We performed the first single port procedure in Texas – UT Southwestern has one of just a dozen of these robotic surgery machines in the world – to help women control the uncomfortable, annoying POP symptoms with a less invasive surgical approach.
POP affects nearly one-third of women in their lifetimes. The muscles supporting the bladder, uterus, and rectum become weak and sag into the vagina, causing incontinence and pressure in the pelvic area. Some women have likened the sensation to sitting on a baseball.
The current minimally invasive surgery (sacrocolpopexy) requires five small incisions in the abdomen. Using a DaVinci robot, we place safe, effective mesh material in the pelvis over the vagina to support the pelvic organs. Our new approach requires just one small incision instead of five – an 80% reduction in scarring.

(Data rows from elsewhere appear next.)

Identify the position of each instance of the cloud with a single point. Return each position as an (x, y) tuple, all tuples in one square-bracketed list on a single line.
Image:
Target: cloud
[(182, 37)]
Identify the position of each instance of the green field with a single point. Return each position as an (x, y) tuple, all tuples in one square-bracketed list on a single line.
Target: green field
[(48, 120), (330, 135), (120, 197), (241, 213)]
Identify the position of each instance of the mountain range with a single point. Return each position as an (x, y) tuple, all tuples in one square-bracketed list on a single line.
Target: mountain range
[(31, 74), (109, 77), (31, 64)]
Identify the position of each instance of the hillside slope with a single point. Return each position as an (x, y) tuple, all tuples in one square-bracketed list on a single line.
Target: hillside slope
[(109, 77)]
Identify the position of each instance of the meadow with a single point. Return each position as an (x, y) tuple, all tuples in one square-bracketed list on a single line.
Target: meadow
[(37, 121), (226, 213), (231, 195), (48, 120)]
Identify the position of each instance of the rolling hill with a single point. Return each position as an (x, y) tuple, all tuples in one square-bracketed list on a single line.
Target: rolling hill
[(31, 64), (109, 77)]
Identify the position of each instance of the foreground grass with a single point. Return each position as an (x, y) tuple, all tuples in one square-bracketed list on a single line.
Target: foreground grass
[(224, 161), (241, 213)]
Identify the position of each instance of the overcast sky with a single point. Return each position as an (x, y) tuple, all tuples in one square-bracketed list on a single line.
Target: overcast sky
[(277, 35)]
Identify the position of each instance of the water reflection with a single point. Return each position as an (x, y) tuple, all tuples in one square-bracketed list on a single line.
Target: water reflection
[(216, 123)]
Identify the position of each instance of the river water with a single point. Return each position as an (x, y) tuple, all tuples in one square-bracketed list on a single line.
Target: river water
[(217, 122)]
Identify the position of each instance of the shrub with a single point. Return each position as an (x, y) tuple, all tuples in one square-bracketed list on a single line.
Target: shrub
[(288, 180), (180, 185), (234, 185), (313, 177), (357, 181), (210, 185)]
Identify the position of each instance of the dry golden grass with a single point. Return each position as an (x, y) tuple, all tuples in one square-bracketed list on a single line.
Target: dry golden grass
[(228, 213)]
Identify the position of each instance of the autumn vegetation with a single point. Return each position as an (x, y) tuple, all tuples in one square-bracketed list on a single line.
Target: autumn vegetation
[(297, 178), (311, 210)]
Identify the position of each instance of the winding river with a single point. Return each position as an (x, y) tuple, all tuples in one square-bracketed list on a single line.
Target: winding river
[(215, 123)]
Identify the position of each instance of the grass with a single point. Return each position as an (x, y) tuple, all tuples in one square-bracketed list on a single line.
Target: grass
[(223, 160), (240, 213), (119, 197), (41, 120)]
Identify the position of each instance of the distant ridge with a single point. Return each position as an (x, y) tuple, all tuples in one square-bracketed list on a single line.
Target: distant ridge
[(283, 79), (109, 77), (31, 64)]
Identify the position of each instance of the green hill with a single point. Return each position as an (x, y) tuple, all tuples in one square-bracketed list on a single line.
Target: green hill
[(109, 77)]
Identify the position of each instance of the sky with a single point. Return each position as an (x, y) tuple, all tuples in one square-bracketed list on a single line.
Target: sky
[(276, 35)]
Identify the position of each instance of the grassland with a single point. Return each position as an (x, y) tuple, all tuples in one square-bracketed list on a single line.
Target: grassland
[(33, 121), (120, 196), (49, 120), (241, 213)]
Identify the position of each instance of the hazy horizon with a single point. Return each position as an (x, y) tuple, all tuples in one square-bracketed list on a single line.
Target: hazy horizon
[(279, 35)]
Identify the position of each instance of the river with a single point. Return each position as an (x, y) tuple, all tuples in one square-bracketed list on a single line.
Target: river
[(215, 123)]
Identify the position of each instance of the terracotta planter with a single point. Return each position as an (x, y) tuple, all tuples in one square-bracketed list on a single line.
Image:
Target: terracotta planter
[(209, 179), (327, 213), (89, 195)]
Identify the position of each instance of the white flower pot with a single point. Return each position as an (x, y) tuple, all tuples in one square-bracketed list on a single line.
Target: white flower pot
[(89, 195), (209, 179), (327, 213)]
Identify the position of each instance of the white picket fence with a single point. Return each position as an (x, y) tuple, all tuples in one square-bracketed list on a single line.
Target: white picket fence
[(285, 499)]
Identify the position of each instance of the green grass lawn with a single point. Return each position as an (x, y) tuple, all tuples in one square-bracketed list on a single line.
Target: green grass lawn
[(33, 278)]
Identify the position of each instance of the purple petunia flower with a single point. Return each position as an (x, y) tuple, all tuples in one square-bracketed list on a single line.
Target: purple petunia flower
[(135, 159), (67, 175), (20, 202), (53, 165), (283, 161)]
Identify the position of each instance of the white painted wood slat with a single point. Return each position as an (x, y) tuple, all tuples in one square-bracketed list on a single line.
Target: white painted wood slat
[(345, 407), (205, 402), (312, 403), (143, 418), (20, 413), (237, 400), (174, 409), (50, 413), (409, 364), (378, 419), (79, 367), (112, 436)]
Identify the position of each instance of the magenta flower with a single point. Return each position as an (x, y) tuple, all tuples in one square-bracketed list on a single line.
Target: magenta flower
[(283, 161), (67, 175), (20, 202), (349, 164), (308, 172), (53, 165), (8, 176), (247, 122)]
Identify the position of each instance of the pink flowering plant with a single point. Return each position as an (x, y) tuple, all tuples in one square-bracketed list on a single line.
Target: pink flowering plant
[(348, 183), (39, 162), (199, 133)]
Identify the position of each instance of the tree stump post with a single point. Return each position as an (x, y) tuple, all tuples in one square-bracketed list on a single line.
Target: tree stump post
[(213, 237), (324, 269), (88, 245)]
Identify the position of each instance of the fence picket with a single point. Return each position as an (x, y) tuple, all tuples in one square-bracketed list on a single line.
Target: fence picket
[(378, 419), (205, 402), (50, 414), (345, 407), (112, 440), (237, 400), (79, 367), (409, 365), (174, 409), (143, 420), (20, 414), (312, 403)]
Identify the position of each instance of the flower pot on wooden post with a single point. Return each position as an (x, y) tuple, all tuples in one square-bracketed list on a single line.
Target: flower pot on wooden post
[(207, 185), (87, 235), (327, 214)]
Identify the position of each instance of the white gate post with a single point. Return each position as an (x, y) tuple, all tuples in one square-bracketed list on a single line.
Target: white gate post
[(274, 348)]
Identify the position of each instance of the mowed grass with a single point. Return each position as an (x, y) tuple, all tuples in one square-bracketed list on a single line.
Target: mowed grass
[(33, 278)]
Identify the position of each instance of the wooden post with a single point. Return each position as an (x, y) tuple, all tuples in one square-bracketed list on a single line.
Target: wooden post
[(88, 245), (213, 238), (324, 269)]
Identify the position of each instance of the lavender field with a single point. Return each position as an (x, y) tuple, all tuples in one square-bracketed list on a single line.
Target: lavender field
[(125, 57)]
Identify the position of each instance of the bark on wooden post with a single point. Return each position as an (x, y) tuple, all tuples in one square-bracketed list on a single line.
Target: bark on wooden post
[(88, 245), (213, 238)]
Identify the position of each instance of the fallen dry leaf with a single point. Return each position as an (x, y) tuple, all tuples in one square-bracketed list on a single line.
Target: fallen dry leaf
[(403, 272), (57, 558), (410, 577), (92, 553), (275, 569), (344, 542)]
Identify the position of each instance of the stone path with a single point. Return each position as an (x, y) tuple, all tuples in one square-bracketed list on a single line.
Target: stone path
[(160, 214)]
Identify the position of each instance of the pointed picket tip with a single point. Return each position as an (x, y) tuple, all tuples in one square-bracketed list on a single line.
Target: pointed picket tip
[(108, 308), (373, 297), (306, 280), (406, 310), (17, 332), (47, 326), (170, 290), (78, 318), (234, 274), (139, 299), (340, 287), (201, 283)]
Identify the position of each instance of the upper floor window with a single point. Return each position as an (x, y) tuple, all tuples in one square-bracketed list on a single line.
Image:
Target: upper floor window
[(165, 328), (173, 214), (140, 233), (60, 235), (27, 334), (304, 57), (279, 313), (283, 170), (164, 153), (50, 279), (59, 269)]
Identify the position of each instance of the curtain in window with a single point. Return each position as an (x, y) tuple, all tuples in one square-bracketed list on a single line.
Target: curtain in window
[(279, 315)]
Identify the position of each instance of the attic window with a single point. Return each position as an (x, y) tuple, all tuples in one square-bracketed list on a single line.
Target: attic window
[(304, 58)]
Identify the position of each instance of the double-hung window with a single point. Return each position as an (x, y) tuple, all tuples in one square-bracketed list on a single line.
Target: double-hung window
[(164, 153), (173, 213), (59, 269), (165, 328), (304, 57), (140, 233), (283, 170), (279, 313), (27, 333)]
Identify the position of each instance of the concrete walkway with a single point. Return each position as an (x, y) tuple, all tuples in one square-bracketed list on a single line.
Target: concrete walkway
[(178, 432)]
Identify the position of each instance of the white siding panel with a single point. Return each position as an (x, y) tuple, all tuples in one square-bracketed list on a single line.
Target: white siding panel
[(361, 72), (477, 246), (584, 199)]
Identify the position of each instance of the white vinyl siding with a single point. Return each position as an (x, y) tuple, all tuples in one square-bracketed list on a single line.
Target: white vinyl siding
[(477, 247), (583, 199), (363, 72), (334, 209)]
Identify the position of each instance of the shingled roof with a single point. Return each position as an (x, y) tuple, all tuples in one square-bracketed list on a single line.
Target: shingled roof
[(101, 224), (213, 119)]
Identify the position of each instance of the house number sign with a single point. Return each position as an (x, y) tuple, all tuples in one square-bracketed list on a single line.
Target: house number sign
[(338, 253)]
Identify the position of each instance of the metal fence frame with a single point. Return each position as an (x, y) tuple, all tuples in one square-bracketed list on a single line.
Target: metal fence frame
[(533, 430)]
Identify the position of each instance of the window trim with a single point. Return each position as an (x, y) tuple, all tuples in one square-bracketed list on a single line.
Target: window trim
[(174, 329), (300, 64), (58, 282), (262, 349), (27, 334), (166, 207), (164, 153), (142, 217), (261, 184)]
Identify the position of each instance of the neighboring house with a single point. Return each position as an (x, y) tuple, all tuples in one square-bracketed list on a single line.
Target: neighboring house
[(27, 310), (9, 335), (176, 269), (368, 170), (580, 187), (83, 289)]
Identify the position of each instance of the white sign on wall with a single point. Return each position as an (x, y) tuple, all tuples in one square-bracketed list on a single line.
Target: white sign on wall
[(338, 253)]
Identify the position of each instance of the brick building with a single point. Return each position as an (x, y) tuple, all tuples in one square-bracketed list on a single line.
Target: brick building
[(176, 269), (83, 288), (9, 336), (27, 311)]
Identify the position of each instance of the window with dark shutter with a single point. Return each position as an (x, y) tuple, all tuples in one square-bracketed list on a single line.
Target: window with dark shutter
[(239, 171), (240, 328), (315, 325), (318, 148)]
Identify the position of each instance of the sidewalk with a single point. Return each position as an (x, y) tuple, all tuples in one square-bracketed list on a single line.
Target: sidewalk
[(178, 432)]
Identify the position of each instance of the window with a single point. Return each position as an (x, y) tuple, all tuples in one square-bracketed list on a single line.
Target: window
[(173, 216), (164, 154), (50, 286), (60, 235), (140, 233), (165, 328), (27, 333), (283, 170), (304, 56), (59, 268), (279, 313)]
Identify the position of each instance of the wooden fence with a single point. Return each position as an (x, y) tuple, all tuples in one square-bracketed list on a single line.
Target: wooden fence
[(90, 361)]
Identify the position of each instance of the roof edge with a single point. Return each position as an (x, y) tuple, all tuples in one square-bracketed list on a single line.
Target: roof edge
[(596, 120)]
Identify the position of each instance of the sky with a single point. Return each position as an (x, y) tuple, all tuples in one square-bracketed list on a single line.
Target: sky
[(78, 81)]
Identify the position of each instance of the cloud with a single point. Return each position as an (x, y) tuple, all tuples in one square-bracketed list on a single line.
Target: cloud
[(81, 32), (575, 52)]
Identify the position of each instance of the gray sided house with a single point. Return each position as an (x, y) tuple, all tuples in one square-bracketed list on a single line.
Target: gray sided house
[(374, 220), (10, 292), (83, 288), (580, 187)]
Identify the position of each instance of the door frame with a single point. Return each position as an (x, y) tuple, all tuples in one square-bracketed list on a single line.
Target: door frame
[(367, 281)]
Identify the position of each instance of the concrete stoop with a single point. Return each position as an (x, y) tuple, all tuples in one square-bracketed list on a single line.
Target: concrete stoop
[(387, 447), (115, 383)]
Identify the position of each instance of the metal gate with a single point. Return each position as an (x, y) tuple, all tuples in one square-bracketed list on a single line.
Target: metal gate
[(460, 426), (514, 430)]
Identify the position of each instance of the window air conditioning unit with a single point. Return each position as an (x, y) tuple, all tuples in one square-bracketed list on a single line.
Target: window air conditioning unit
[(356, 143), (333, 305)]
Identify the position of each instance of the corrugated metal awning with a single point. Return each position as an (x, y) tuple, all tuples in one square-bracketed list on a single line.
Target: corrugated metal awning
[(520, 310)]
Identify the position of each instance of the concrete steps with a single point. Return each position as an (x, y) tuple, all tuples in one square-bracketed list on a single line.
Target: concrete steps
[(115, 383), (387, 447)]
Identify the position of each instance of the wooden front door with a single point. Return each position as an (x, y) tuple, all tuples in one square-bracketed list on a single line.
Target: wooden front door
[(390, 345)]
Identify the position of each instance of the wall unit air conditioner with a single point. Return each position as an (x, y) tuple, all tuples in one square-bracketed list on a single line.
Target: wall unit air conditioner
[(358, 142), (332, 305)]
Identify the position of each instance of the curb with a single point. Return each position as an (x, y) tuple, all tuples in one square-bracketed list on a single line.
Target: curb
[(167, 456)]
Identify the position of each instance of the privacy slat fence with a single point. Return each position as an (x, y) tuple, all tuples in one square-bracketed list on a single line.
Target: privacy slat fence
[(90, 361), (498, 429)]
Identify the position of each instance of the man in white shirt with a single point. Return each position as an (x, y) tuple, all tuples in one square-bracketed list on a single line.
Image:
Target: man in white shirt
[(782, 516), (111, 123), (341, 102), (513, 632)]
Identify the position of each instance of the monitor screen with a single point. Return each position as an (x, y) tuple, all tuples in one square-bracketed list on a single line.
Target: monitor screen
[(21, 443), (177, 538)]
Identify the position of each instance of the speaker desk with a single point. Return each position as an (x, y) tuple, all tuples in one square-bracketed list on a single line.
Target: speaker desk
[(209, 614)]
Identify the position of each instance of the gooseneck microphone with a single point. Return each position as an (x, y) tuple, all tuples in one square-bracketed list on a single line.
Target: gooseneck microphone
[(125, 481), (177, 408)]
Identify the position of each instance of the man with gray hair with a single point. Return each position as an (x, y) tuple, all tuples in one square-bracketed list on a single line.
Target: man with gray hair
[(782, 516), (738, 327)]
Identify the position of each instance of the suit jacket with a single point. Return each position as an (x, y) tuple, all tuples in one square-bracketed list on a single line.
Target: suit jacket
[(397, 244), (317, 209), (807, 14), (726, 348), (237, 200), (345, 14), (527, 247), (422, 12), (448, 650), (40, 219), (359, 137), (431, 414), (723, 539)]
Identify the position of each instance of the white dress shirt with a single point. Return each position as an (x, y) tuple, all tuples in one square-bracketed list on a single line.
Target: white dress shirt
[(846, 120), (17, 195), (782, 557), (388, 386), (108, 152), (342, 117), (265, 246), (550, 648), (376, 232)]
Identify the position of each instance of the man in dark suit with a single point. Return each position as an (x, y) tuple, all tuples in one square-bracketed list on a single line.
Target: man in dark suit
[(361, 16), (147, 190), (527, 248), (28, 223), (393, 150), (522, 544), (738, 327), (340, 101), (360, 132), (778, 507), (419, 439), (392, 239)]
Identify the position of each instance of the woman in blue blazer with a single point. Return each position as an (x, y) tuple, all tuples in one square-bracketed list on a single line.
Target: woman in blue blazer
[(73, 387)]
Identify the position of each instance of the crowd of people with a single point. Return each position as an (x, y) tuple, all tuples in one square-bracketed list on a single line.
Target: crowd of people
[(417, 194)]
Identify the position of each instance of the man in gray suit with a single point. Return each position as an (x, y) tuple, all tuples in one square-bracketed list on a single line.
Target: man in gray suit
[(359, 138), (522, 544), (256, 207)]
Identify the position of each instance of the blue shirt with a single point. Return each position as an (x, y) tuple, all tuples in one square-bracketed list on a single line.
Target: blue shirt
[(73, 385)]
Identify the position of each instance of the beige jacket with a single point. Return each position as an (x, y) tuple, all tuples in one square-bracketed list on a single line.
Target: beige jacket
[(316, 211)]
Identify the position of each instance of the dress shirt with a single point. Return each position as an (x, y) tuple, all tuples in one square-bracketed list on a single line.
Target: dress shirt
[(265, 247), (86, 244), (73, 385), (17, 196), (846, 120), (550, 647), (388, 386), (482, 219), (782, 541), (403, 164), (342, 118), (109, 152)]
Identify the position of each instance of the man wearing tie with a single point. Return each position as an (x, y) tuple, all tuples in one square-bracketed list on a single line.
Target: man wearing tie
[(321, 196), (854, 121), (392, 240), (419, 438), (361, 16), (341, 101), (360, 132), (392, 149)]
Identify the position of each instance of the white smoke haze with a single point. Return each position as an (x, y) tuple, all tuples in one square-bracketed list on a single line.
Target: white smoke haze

Today, the Intuitive SP platform is currently only approved by the FDA for limited prostate and kidney surgeries, and recently for some lung and oral procedures. I received special permission from the directors of the urologic surgery department and surgery services to use the SP robot for POP surgery in an effort to give more women better outcomes – and initial results are promising.
Is one port better than five?
Many patients want procedures that will reduce scarring and effectively treat POP symptoms. The new SP robot by Intuitive allows us to do just that.
With the SP robot, we make one 2.5 cm long incision above the belly button. Through the incision, we place a cannula – a slender tube attached to the robot. Through the cannula, we guide four slim robotic arms attached to a tiny surgical camera and delicate instruments, which we maneuver from a control panel to place the mesh in the pelvis.
We use an ultralight mesh that has been proven safe and effective for pelvic organ prolapse. This is not the same as transvaginal mesh, which was banned by the U.S. Food and Drug Administration (FDA) in 2019.
With the SP approach, the surgeon’s field of vision is about the size of a grapefruit rather than the whole abdomen, and the robotic arms flex differently than the previous robot. These differences result in less room for the surgeon to operate, which requires expertise.
The differences also mean no incisions in a patient’s sides, which can result in quicker recovery with less discomfort. Our patients who’ve had SP surgery have stayed one night in the hospital after surgery; most patients who have the current minimally invasive approach also stay one night.
What’s the future of SP surgery for POP?
Today, we offer SP sacrocolpopexy for patients who meet these criteria. Patients must have:
- Already had a hysterectomy
- A body mass index (BMI) of 30 or less
- Had limited abdominal surgeries
These criteria offer surgeons maximum visibility and maneuverability in the abdomen. The next step is to offer the SP approach to women who have not had a hysterectomy (we could remove the uterus at the same time).
As we perform more SP sacrocolpopexy procedures, we will report anonymized data to the FDA. The ultimate goal will be FDA approval of the procedure for pelvic organ prolapse.
In the meantime, we are offering the procedure on a case-by-case basis.
One of the many reasons I enjoy working at UT Southwestern is that we are always pushing the envelope – always striving to bring our patients the best care with the latest medical technology.